Calibration sampling, model tuning, and PLS regression

Perform calibration sampling and use selected calibration set for model tuning

fit_pls(
  spec_chem,
  response,
  variable = NULL,
  center = TRUE,
  scale = TRUE,
  evaluation_method = "test_set",
  validation = TRUE,
  split_method = "ken_stone",
  ratio_val = 1/3,
  ken_sto_pc = 2,
  pc,
  invert = TRUE,
  tuning_method = "resampling",
  resampling_method = "kfold_cv",
  cv = NULL,
  resampling_seed = 123,
  pls_ncomp_max = 20,
  ncomp_fixed = 5,
  print = TRUE,
  env = parent.frame()
)

pls_ken_stone(
  spec_chem,
  response,
  variable = NULL,
  center = TRUE,
  scale = TRUE,
  evaluation_method = "test_set",
  validation = TRUE,
  split_method = "ken_stone",
  ratio_val = 1/3,
  ken_sto_pc = 2,
  pc,
  invert = TRUE,
  tuning_method = "resampling",
  resampling_method = "kfold_cv",
  cv = NULL,
  resampling_seed = 123,
  pls_ncomp_max = 20,
  ncomp_fixed = 5,
  print = TRUE,
  env = parent.frame()
)

Arguments

spec_chem: Tibble that contains spectra, metadata and chemical reference as list-columns.

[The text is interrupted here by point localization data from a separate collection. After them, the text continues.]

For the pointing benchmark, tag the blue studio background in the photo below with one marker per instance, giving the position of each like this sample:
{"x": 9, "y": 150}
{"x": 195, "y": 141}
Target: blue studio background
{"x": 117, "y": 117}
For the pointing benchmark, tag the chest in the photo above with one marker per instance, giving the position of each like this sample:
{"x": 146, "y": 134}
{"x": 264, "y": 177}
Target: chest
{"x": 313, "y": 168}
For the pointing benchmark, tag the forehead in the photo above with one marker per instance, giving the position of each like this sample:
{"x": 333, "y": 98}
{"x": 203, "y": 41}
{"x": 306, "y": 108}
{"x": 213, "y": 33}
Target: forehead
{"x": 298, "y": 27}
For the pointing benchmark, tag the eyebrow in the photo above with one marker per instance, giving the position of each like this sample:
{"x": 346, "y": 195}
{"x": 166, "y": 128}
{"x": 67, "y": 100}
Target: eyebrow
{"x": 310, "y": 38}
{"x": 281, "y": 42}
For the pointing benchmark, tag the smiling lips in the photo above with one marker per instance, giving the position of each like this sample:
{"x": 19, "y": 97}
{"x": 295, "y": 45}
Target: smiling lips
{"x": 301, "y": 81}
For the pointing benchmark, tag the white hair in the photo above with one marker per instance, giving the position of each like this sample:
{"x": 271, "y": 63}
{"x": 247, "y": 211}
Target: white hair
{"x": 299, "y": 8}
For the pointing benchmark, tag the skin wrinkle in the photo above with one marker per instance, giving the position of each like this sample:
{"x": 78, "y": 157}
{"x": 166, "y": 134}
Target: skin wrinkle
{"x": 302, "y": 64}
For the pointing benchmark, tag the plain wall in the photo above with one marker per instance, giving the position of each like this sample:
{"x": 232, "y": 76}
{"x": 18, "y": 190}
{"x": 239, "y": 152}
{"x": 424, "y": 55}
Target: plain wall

The tibble to be supplied to spec_chem can be generated by the join_chem_spc() function
response: Response variable as symbol or name (without quotes, no character string). The provided response symbol needs to be a column name in the spec_chem tibble.
variable: Depreciated and replaced by response
center: Logical whether to perform mean centering of each spectrum column (e.g. wavenumber or wavelength) after common spectrum preprocessing. Default is center = TRUE
scale: Logical whether to perform standard deviation scaling of each spectrum column (e.g. wavenumber or wavelength) after common spectrum preprocessing. Default is scale = TRUE
evaluation_method: Character string stating evaluation method. Either "test_set" (default) or "resampling". "test_set" will split the data into a calibration (training) and validation (test) set, and evaluate the final model by predicting on the validation set. If "resampling", the finally selected model will be evaluated based on the cross-validation hold-out predictions.
validation: Depreciated and replaced by evaluation_method. Default is TRUE.
split_method: Method how to to split the data into a independent test set. Default is "ken_sto", which will select samples for calibration based on Kennard-Stone sampling algorithm of preprocessed spectra. The proportion of validation to the total number of samples can be specified in the argument ratio_val. split_method = "random" will create a single random split.
ratio_val: Ratio of validation (test) samples to total number of samples (calibration (training) and validation (test)).
ken_sto_pc: Number of component used for calculating mahalanobsis distance on PCA scores for computing Kennard-Stone algorithm. Default is ken_sto_pc = 2, which will use the first two PCA components.
pc: Depreciated; renamed argument is ken_sto_pc.
invert: Logical
tuning_method: Character specifying tuning method. Tuning method affects how caret selects a final tuning value set from a list of candidate values. Possible values are "resampling", which will use a specified resampling method such as repeated k-fold cross-validation (see argument resampling_method) and the generated performance profile based on the hold-out predictions to decide on the final tuning values that lead to optimal model performance. The value "none" will force caret to compute a final model for a predefined canditate PLS tuning parameter number of PLS components. In this case, the value supplied by ncomp_fixed` is used to set model complexity at a fixed number of components.
resampling_method: Character specifying resampling method. Currently, "kfold_cv" (default, performs 10-fold cross-validation), "rep_kfold_cv" (performs 5-times repeated 10-fold cross-validation), "loocv" (performs leave-one-out cross-validation), and "none" (if resampling_method = "none") are supported.
cv: Depreciated. Use resampling_method instead.
resampling_seed: Random seed (integer) that will be used for generating resampling indices, which will be supplied to caret::trainControl. This makes sure that modeling results are constant when re-fitting. Default is resampling_seed = 123.
pls_ncomp_max: Maximum number of PLS components that are evaluated by caret::train. Caret will aggregate a performance profile using resampling for an integer sequence from 1 to pls_ncomp_max
ncomp_fixed: Integer of fixed number of PLS components. Will only be used when tuning_method = "none" and resampling_method = "none" are used.
print: Logical expression whether model evaluation graphs shall be printed
env: Environment where function is evaluated. Default is parent.frame.